Chen Richard J, Ding Tong, Lu Ming Y, Williamson Drew F K, Jaume Guillaume, Chen Bowen, Zhang Andrew, Shao Daniel, Song Andrew H, Shaban Muhammad, Williams Mane, Vaidya Anurag, Sahai Sharifa, Oldenburg Lukas, Weishaupt Luca L, Wang Judy J, Williams Walt, Le Long Phi, Gerber Georg, Mahmood Faisal
ArXiv. 2023 Aug 29:arXiv:2308.15474v1.
Tissue phenotyping is a fundamental computational pathology (CPath) task in learning objective characterizations of histopathologic biomarkers in anatomic pathology. However, whole-slide imaging (WSI) poses a complex computer vision problem in which the large-scale image resolutions of WSIs and the enormous diversity of morphological phenotypes preclude large-scale data annotation. Current efforts have proposed using pretrained image encoders with either transfer learning from natural image datasets or self-supervised pretraining on publicly-available histopathology datasets, but have not been extensively developed and evaluated across diverse tissue types at scale. We introduce UNI, a general-purpose self-supervised model for pathology, pretrained using over 100 million tissue patches from over 100,000 diagnostic haematoxylin and eosin-stained WSIs across 20 major tissue types, and evaluated on 33 representative CPath clinical tasks in CPath of varying diagnostic difficulties. In addition to outperforming previous state-of-the-art models, we demonstrate new modeling capabilities in CPath such as resolution-agnostic tissue classification, slide classification using few-shot class prototypes, and disease subtyping generalization in classifying up to 108 cancer types in the OncoTree code classification system. UNI advances unsupervised representation learning at scale in CPath in terms of both pretraining data and downstream evaluation, enabling data-efficient AI models that can generalize and transfer to a gamut of diagnostically-challenging tasks and clinical workflows in anatomic pathology.
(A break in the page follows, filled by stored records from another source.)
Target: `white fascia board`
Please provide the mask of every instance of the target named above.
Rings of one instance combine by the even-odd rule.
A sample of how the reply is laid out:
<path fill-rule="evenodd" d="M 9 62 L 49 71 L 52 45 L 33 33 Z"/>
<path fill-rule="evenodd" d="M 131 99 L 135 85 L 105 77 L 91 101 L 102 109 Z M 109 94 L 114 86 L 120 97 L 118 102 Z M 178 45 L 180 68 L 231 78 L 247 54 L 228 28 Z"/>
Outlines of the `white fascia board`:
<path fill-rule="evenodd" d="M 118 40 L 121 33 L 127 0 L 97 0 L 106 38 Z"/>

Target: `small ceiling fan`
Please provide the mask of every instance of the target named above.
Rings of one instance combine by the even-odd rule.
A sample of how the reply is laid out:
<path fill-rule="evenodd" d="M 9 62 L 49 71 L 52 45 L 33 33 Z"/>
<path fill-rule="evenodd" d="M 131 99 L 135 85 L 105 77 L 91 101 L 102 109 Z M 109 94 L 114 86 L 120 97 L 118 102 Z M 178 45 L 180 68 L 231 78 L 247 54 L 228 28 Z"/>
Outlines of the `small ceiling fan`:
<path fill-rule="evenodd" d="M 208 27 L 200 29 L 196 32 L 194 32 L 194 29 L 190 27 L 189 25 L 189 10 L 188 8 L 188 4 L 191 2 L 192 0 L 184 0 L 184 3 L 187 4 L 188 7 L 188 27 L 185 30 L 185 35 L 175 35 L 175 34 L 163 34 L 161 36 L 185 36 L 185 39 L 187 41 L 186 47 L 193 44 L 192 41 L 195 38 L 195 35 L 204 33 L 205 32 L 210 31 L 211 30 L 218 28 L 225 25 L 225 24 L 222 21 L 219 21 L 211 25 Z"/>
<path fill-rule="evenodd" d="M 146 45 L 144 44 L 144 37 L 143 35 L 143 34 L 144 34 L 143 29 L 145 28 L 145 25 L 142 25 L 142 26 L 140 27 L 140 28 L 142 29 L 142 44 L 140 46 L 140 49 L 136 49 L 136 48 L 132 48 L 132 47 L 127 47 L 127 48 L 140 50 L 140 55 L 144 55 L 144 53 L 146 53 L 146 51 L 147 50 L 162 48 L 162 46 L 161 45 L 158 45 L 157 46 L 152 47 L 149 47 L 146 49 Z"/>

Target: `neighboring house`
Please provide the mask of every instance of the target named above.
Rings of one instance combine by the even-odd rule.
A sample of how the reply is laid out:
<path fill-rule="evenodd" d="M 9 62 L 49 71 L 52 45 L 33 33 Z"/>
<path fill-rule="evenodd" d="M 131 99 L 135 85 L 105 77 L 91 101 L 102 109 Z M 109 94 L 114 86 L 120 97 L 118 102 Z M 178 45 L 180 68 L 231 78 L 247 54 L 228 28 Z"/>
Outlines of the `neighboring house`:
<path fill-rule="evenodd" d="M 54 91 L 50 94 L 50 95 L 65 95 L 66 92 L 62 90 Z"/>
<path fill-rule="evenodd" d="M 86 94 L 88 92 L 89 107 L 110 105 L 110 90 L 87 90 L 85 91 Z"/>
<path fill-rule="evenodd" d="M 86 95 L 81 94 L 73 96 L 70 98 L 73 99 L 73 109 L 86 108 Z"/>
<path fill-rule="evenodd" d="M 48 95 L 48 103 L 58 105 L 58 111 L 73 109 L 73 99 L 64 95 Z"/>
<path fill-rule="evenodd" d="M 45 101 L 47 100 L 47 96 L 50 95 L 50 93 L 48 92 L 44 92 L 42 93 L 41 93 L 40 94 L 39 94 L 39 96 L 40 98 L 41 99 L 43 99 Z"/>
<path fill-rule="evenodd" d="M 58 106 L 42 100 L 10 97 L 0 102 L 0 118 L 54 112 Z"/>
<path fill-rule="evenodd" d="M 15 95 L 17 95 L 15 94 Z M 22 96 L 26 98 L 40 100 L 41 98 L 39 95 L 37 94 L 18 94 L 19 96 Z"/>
组织表型分析是解剖病理学中学习组织病理学生物标志物客观特征的一项基本计算病理学(CPath)任务。然而,全切片成像(WSI)带来了一个复杂的计算机视觉问题,其中WSI的大规模图像分辨率和形态表型的巨大多样性使得大规模数据标注难以进行。目前的努力提出使用预训练的图像编码器,要么从自然图像数据集进行迁移学习,要么在公开可用的组织病理学数据集上进行自监督预训练,但尚未在各种组织类型上进行大规模的广泛开发和评估。我们引入了UNI,这是一种用于病理学的通用自监督模型,使用来自20种主要组织类型的超过100,000张诊断性苏木精和伊红染色的WSI中的超过1亿个组织切片进行预训练,并在不同诊断难度的CPath中的33个代表性CPath临床任务上进行评估。除了优于先前的先进模型外,我们还展示了CPath中的新建模能力,如分辨率无关的组织分类、使用少样本类原型的玻片分类以及在OncoTree代码分类系统中对多达108种癌症类型进行分类的疾病亚型泛化。UNI在预训练数据和下游评估方面都推动了CPath中大规模的无监督表示学习,使数据高效的人工智能模型能够推广并转移到解剖病理学中一系列具有诊断挑战性的任务和临床工作流程中。